Appli-calendrier de recettes

Les actions de McDonald’s et Albert Heijn évoquées ci-avant montrent comment la combinaison d’applications mobiles et de l’imprimé offre une excellente manière de s’adresser à des groupes-cibles plus jeunes. À ses débuts toutefois, la nouvelle technologie avait été mise en œuvre pour tenter d’intéresser des tranches d’âge supérieures. Diverses publicités innovantes pour des marques de voitures, de vêtements ou de produits de maquillage en ont livré de formidables exemples. Agfa Graphics a ainsi créé, au titre de cadeau d’affaires VIP, un calendrier intitulé “A Year of Tempting Plates”. Le titre faisait à la fois référence aux plats illustrés dans ce calendrier et aux plaques d’impression offset, qui restent un produit important de ce fournisseur.

Les douze plats ont été préparés par un grand chef, ce qui a été filmé et photographié. Différentes techniques spéciales ont été appliquées pour l’impression du calendrier, dont l’utilisation d’encres métalliques ou fluorescentes et la sérigraphie. En scannant l’image avec le smartphone ou la tablette, on fait apparaître une vidéo à l’écran, qui détaille le mode de préparation de la recette.

Tandem idéal

S’il est bien un élément commun entre les exemples évoqués dans cet article et d’autres “applis graphiques” publiées avec une grande régularité, c’est le plaisir et la créativité qui ont présidé au développement de ces projets. La combinaison de techniques graphiques et numériques a engendré diverses applications irrésistibles. Les applications numériques sont désormais incontournables pour les professionnels du marketing. Les entreprises ont une soif inaltérable d’informations clients et la route la plus courte vers les données passe désormais par le smartphone et la tablette.

Là où l’appli se heurte à des obstacles qui tiennent à sa nature-même, le papier et le carton peuvent constituer le point d’ancrage d’une campagne marketing réussie. Ils constituent la partie tangible de l’action et contribuent à un ressenti que l’écran ne peut offrir. Papier et carton sont des matières relativement bon marché, produites par une industrie qui – cela vaut la peine d’être rappelé de temps à autres – est droit dans ses bottes du point de vue environnemental.
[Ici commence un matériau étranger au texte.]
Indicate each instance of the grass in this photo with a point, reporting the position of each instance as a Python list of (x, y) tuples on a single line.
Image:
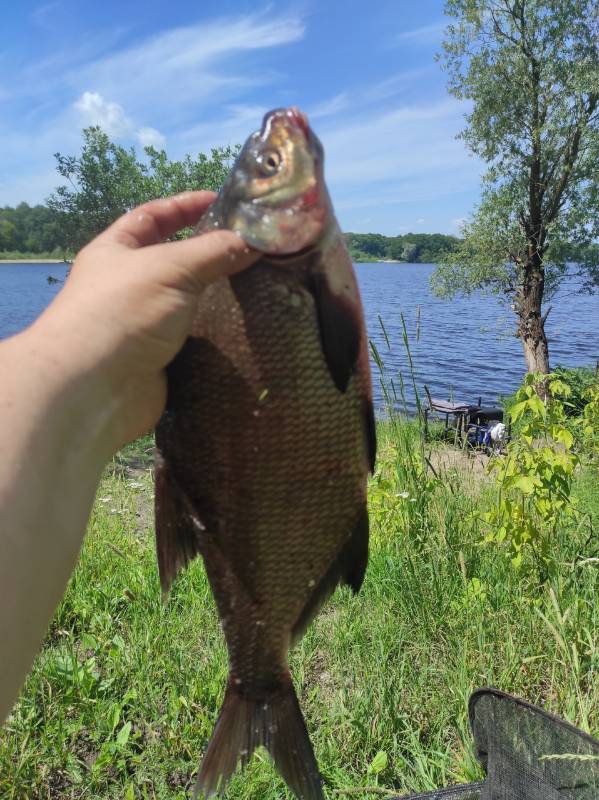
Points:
[(125, 692)]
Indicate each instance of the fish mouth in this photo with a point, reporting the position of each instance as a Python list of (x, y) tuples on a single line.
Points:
[(291, 115)]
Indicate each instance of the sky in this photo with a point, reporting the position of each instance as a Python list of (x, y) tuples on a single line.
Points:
[(190, 75)]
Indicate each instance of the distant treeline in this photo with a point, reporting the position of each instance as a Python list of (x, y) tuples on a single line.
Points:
[(35, 230), (420, 248), (30, 229)]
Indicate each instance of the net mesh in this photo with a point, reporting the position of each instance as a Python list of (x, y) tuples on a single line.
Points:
[(526, 753)]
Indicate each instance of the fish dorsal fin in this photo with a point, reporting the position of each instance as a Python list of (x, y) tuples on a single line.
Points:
[(339, 331)]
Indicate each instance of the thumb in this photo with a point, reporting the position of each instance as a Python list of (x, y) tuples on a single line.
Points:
[(190, 264)]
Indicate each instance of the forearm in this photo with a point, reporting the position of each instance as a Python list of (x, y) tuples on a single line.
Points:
[(56, 426)]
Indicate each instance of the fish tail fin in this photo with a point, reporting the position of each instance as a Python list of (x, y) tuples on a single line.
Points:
[(276, 723)]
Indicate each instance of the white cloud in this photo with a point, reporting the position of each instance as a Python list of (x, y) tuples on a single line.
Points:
[(423, 35), (409, 143), (329, 107), (111, 117), (181, 68)]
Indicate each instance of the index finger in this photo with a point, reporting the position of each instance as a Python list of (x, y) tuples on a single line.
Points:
[(152, 222)]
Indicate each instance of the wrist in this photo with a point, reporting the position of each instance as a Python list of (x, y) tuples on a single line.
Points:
[(68, 400)]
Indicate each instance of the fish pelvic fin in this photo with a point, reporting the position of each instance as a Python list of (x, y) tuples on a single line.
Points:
[(274, 721), (348, 569), (178, 528)]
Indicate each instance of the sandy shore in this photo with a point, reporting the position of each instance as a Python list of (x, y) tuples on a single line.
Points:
[(32, 261)]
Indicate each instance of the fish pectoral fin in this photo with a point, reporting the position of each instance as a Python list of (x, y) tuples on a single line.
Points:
[(348, 568), (178, 527), (340, 329)]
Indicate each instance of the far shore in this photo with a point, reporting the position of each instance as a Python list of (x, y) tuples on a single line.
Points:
[(32, 261)]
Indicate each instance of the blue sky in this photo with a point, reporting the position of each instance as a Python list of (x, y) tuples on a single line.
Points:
[(191, 75)]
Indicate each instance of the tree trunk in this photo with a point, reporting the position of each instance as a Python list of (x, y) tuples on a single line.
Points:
[(531, 327), (534, 343)]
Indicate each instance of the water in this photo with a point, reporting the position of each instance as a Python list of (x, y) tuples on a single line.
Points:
[(462, 349), (25, 292), (465, 348)]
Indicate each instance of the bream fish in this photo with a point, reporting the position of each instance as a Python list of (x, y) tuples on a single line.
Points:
[(266, 442)]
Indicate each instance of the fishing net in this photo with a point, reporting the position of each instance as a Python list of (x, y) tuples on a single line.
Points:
[(526, 753)]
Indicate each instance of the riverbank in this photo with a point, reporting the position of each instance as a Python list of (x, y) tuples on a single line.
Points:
[(126, 691)]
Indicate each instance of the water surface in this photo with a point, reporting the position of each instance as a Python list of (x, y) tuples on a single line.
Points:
[(464, 349)]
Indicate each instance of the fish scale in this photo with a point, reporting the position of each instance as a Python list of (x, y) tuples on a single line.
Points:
[(266, 442)]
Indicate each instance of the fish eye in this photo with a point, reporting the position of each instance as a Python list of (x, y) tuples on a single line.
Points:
[(269, 162)]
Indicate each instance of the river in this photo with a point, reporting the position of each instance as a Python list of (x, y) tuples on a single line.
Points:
[(464, 349)]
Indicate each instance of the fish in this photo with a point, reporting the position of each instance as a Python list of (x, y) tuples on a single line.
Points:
[(266, 442)]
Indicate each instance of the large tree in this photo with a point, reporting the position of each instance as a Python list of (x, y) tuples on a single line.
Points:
[(105, 180), (530, 70)]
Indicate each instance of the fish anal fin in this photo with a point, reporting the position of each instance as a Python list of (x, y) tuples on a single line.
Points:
[(340, 329), (274, 721), (178, 528), (348, 568)]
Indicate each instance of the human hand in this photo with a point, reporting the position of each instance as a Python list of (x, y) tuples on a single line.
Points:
[(129, 302)]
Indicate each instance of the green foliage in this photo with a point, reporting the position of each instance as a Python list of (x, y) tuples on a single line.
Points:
[(534, 479), (591, 422), (106, 180), (579, 381), (530, 69), (28, 228), (415, 248), (126, 690)]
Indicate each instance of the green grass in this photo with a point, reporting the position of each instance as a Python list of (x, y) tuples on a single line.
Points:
[(123, 697)]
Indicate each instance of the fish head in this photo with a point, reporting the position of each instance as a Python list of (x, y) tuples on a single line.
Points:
[(275, 196)]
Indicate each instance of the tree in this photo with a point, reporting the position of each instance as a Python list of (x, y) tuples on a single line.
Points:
[(106, 180), (530, 69)]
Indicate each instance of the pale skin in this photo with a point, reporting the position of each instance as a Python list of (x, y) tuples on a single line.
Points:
[(84, 379)]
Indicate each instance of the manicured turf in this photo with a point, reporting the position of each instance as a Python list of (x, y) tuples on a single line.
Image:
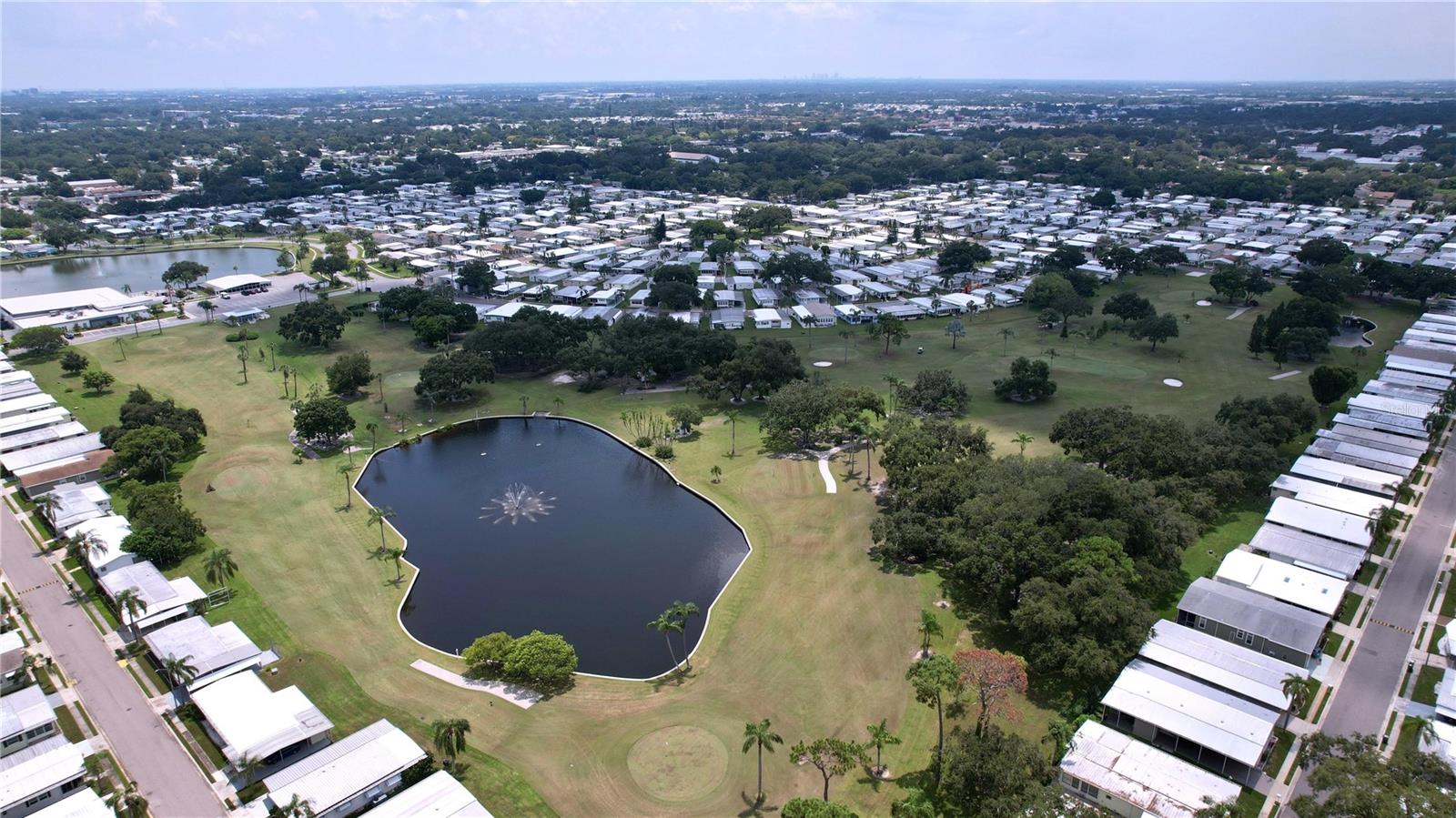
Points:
[(1426, 683), (810, 633)]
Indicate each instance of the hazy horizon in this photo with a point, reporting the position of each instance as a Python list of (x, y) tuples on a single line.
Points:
[(328, 45)]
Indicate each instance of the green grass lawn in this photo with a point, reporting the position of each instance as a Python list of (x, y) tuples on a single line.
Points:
[(1283, 740), (812, 633), (1427, 680), (1230, 531)]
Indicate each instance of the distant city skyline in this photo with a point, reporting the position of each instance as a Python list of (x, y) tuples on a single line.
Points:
[(213, 45)]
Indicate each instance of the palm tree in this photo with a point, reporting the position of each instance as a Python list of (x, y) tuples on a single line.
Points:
[(346, 469), (761, 735), (178, 672), (130, 603), (130, 801), (376, 517), (1424, 730), (395, 555), (929, 626), (683, 611), (666, 623), (1059, 735), (733, 415), (880, 737), (220, 567), (449, 737), (1300, 691)]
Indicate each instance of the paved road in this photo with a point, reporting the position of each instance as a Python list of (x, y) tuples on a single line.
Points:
[(1378, 664), (142, 742)]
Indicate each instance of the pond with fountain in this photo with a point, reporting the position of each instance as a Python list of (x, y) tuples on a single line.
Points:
[(523, 524)]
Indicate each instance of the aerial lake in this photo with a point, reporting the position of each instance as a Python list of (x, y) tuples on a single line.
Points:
[(138, 271), (548, 524)]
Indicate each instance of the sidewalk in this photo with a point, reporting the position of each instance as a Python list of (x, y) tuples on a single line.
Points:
[(142, 744)]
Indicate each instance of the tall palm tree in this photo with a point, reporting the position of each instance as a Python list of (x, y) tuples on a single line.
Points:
[(733, 415), (346, 469), (684, 611), (761, 734), (1300, 691), (449, 737), (130, 801), (929, 626), (1424, 730), (220, 567), (130, 604), (376, 517), (178, 672), (880, 737), (666, 623)]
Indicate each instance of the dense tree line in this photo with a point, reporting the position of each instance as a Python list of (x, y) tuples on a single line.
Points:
[(1074, 555)]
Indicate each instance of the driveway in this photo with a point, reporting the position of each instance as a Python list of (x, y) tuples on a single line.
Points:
[(146, 749)]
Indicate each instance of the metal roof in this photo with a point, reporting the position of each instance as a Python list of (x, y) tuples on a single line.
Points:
[(437, 796), (1308, 550), (347, 767), (1320, 520), (1219, 662), (1157, 782), (1239, 607), (1283, 581), (1193, 711)]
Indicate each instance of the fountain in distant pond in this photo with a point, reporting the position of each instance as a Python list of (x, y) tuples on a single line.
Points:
[(625, 541), (519, 502)]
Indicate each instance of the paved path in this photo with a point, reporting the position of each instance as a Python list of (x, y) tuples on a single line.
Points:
[(830, 487), (146, 749), (514, 693), (1378, 665)]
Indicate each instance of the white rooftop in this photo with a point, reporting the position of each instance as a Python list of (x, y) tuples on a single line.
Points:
[(255, 721), (80, 803), (346, 769), (41, 773), (1320, 520), (437, 796), (1193, 711), (1283, 581), (1157, 782)]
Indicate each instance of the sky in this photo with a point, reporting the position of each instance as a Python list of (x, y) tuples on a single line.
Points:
[(226, 44)]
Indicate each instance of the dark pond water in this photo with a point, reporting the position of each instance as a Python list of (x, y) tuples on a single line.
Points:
[(612, 543), (138, 271)]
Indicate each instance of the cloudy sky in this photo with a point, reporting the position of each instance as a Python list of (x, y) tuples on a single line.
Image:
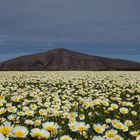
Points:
[(108, 28)]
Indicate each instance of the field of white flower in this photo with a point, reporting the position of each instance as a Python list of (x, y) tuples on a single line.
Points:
[(70, 105)]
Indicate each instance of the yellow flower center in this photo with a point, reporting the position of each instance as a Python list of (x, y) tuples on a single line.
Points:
[(110, 135), (5, 130), (98, 130), (19, 134)]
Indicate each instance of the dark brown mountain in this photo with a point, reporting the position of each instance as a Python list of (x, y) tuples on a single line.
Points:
[(63, 59)]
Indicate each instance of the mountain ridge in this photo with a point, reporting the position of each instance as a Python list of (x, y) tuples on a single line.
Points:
[(64, 59)]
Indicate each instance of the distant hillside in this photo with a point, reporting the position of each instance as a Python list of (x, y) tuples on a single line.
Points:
[(63, 59)]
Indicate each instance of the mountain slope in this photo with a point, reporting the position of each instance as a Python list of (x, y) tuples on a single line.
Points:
[(63, 59)]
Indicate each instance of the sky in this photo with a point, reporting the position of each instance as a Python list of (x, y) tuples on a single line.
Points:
[(109, 28)]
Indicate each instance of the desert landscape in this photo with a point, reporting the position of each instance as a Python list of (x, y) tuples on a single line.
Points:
[(70, 105)]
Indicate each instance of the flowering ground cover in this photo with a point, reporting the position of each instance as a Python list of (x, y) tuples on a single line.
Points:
[(70, 105)]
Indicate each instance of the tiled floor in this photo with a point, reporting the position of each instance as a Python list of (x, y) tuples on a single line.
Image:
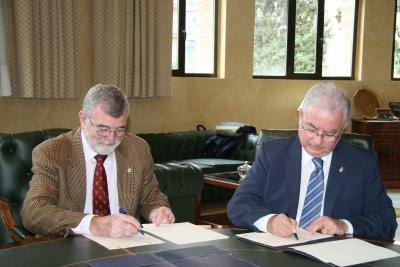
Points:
[(394, 194)]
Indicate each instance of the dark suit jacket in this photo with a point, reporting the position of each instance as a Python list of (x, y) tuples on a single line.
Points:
[(355, 194), (56, 198)]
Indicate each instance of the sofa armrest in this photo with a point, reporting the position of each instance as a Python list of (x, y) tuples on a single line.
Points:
[(180, 182)]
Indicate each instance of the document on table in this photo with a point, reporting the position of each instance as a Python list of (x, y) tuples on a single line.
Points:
[(127, 242), (346, 252), (183, 233), (270, 240), (325, 248)]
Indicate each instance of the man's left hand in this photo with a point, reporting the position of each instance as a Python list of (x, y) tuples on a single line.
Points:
[(327, 226), (162, 215)]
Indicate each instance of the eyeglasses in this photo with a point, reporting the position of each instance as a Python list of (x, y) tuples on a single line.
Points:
[(104, 131), (314, 133)]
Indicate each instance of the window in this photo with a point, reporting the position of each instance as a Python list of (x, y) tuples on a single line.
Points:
[(304, 39), (194, 41), (396, 44)]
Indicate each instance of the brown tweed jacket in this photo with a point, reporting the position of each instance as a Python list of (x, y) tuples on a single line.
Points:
[(56, 198)]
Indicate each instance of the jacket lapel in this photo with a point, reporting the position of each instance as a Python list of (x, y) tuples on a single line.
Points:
[(292, 165), (337, 175), (77, 172), (125, 171)]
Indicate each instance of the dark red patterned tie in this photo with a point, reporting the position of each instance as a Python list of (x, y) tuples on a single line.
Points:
[(101, 204)]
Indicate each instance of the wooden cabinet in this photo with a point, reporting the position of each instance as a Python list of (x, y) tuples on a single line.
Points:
[(386, 142)]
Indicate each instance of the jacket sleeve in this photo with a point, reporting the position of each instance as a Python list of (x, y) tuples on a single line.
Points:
[(46, 210), (250, 201)]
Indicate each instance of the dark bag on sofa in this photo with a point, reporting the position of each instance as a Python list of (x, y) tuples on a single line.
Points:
[(227, 135)]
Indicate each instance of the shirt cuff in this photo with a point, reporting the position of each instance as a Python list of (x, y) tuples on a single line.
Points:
[(83, 226), (261, 223), (349, 225)]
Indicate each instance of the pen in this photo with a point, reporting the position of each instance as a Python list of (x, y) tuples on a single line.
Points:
[(121, 210), (295, 235)]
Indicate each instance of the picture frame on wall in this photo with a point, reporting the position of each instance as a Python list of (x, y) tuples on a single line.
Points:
[(395, 107), (384, 114)]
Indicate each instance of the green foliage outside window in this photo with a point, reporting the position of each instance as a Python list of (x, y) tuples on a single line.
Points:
[(270, 37), (396, 61)]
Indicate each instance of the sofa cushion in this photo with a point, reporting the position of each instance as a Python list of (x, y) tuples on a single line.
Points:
[(217, 165), (167, 147)]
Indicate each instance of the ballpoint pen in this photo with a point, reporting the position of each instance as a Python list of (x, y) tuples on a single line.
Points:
[(121, 210), (295, 234)]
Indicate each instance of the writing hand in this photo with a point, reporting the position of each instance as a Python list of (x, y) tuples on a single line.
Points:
[(327, 226), (115, 226), (162, 215), (282, 226)]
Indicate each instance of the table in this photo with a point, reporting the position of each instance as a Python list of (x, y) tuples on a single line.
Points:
[(386, 142), (212, 179), (77, 250)]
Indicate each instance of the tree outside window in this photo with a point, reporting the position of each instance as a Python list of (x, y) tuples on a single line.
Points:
[(396, 44), (304, 39), (194, 38)]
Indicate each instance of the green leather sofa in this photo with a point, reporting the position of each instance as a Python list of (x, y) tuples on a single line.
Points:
[(179, 167), (189, 147), (179, 181)]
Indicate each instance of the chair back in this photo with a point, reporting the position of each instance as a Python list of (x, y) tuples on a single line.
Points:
[(15, 175), (361, 140)]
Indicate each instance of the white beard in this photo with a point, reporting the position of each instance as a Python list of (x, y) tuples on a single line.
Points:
[(97, 144)]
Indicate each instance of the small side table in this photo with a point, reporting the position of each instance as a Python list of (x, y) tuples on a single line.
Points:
[(386, 142)]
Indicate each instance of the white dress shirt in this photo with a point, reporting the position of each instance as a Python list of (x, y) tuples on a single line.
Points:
[(307, 167), (110, 165)]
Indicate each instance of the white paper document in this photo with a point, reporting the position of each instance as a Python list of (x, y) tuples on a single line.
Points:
[(347, 252), (127, 242), (270, 240), (183, 233)]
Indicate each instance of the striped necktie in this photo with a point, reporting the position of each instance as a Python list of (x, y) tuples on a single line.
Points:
[(101, 205), (315, 191)]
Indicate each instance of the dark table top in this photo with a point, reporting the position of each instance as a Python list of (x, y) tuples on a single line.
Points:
[(78, 250)]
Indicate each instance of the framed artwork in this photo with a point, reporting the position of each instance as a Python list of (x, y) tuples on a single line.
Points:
[(395, 107), (384, 114)]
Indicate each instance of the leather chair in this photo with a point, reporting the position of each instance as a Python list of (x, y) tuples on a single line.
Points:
[(361, 140), (15, 175)]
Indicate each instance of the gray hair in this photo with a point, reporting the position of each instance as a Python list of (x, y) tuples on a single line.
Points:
[(329, 97), (111, 99)]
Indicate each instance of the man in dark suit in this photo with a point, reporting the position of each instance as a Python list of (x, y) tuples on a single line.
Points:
[(68, 194), (322, 182)]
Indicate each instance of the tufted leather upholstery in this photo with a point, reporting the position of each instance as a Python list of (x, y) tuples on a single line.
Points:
[(180, 182), (15, 175), (361, 140), (189, 147)]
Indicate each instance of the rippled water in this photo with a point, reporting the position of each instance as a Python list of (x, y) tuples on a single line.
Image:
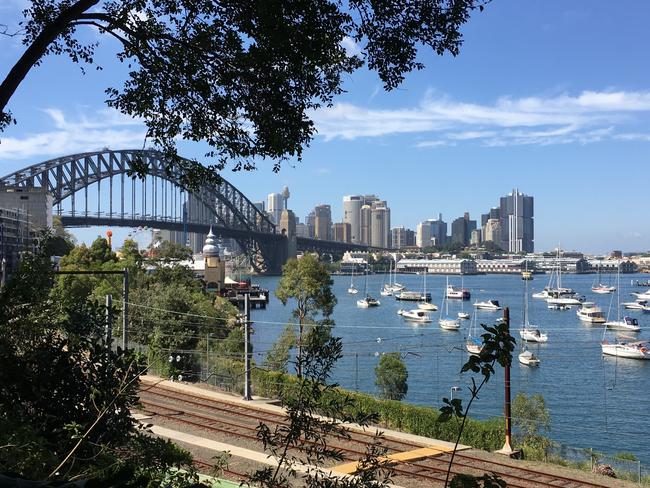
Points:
[(595, 401)]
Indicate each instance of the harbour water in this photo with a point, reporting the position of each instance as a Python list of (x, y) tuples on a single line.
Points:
[(595, 401)]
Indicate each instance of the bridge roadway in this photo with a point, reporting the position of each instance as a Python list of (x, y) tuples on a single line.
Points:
[(303, 243)]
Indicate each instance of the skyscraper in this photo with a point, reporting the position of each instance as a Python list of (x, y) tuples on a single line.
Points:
[(323, 222), (517, 222), (352, 215)]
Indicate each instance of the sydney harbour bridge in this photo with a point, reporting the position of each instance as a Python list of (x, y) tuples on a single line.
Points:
[(95, 189)]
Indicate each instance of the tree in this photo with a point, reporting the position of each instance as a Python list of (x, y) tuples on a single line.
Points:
[(65, 396), (307, 281), (313, 418), (241, 76), (278, 357), (391, 376)]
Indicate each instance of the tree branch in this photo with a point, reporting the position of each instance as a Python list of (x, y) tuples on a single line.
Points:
[(39, 47)]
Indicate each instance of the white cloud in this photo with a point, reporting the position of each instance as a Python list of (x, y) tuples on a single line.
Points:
[(107, 128), (584, 118)]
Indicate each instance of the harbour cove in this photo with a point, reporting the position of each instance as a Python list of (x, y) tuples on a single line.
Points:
[(595, 401)]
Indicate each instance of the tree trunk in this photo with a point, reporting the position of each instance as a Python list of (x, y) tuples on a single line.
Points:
[(38, 47)]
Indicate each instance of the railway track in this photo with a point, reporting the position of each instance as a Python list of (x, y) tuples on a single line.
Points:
[(217, 416)]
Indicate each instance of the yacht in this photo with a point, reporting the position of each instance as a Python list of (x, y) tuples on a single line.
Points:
[(626, 323), (528, 358), (488, 305), (368, 302), (638, 305), (415, 315), (458, 293), (413, 296), (632, 350), (591, 313)]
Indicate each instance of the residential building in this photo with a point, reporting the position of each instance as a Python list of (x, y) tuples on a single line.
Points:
[(517, 222)]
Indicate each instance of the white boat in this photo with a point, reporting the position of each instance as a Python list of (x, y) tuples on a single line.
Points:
[(492, 305), (638, 305), (474, 343), (591, 313), (528, 332), (368, 302), (352, 290), (631, 350), (447, 322), (626, 323), (601, 288), (458, 293), (528, 358), (415, 315)]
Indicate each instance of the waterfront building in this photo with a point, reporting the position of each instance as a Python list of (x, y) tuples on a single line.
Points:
[(461, 229), (323, 222), (380, 226), (437, 266), (341, 232), (516, 214), (275, 206), (352, 215)]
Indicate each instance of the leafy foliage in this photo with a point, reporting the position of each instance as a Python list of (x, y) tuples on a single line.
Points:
[(241, 76), (64, 394), (391, 377), (314, 417)]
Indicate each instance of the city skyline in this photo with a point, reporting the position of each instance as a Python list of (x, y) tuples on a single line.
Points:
[(560, 116)]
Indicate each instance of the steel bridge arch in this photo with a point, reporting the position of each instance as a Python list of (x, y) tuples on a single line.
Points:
[(65, 176)]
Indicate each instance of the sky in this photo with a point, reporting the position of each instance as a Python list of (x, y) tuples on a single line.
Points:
[(547, 96)]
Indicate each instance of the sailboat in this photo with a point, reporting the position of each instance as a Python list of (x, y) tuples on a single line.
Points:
[(462, 314), (474, 344), (352, 290), (426, 304), (368, 301), (527, 332), (627, 323), (446, 322), (600, 287)]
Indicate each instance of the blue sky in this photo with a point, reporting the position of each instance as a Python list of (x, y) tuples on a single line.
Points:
[(548, 96)]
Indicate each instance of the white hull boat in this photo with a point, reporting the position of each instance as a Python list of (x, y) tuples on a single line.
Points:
[(430, 307), (591, 313), (627, 323), (492, 305), (528, 358), (415, 315), (532, 334), (449, 324), (631, 350)]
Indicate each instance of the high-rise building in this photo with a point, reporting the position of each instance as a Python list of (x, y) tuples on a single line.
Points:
[(492, 231), (275, 206), (352, 215), (366, 225), (380, 227), (323, 222), (461, 229), (517, 222), (432, 232), (341, 232), (402, 237)]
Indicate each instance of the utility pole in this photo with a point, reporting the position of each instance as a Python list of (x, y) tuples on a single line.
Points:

Si ce sont surtout les applications numériques qui font le buzz, c’est aussi parce que les gens sont tellement habitués à l’imprimé. Mais cela n’enlève rien à l’impact et au rôle inhérents au produit graphique. Le monde tangible et le numérique forment un tandem idéal pour toucher une population cible plus jeune, qui menace de disparaître du champ de vision de beaucoup d’entreprises B2C. Et qui a la jeunesse avec lui, détient les clés de l’avenir.

Alex Kunst

Boîte à pizza musicale

La combinaison des applications numériques et imprimées est une véritable porte ouverte pour le secteur de l’emballage. La connexion avec le smartphone engendre des arguments de vente supplémentaires. La filiale britannique de la chaîne de restauration rapide Pizza Hut a pensé que le consommateur, après avoir dégusté sa pizza, pourrait éprouver le besoin de jouer les DJ. La boîte à pizza une fois vidée de son contenu se transforme une table de mixage, qui établit le contact par bluetooth avec un portable, un smartphone ou une tablette. L’application offre ainsi une deuxième vie à la boîte à pizza, qui est à normalement parler un déchet.